Way too much time spent nibbling around the edges of our fiscal crisis.

Medicare and Social Security are where our money problems lie (no, not with military spending or repairing our crumbling infrastructure). If we ever get a President and a Congress to fix the fiscal train wreck otherwise known as Medicare and Social Security, we might have a glimmer of hope of balancing the budget.

PaulE
2 years ago
Reply to  Dan W.

The vast majority of both parties, with very few exceptions, have come to the conclusion that the only easy path, with minimal effort on their part to have the real, hard and completely necessary conversations with the American voting public, to re-election is by promising to be “Uncle Sugar Daddy”. The notion of personal fiscal responsibility for one’s own life choices, both good and bad, has been almost completely replaced by “What can the government provide me with, so I don’t have to suffer the consequences of my decisions in life”.

By the way, both Millennials and Gen Z’ers want virtually everything to be provided to them by the federal government. So the price tag for such socialist programs, if enacted, as UBI, Medicare for All (single payer), the GND, etc., would far surpass the amount of both SS and Medicare combined by a factor of 7X to 10X. Thus triggering a massive economic collapse of our economy as our spending obligations far exceed what the producing areas of our economy can generate.

As you no doubt already know, Medicare for All would actually entail the complete elimination of both existing Medicare and Medicaid programs. Their funds completely transferred to provide partial initial funding for Single Payer (Medicare for All). UBI would entail the total elimination of all SS programs, with all those funds completely transferred to provide initial partial funding for the new UBI program. So when it comes to fiscal responsibility, no single age demographic is completely blameless.
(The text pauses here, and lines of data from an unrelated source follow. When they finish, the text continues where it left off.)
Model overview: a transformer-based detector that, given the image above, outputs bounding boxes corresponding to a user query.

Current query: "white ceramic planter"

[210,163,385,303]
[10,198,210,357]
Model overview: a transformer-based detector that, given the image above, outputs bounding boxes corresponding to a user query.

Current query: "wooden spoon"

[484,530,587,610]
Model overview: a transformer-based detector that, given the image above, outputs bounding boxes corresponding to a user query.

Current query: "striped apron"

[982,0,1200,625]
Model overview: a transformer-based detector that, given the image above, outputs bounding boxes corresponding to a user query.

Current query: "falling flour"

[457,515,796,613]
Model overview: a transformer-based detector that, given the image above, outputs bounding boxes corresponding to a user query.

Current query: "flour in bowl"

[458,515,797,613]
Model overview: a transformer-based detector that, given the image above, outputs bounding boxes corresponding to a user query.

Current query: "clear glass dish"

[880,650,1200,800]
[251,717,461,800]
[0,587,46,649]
If anything, the older generation does acknowledge there are some limits, although not as realistic as they should be, as to what the federal government can and should be promising to deliver. I would agree with you that a SS needs to at least be partially, if not eventually, fully privatized. The federal government is an incredibly bad investment manager of all the money it has sopped up from the working public and their employers over the decades. Obviously, neither of our views are going to be well received by the vast majority in our age group. Then again, we do not post to pander for “likes”. We post to try and educate and hopefully enlighten.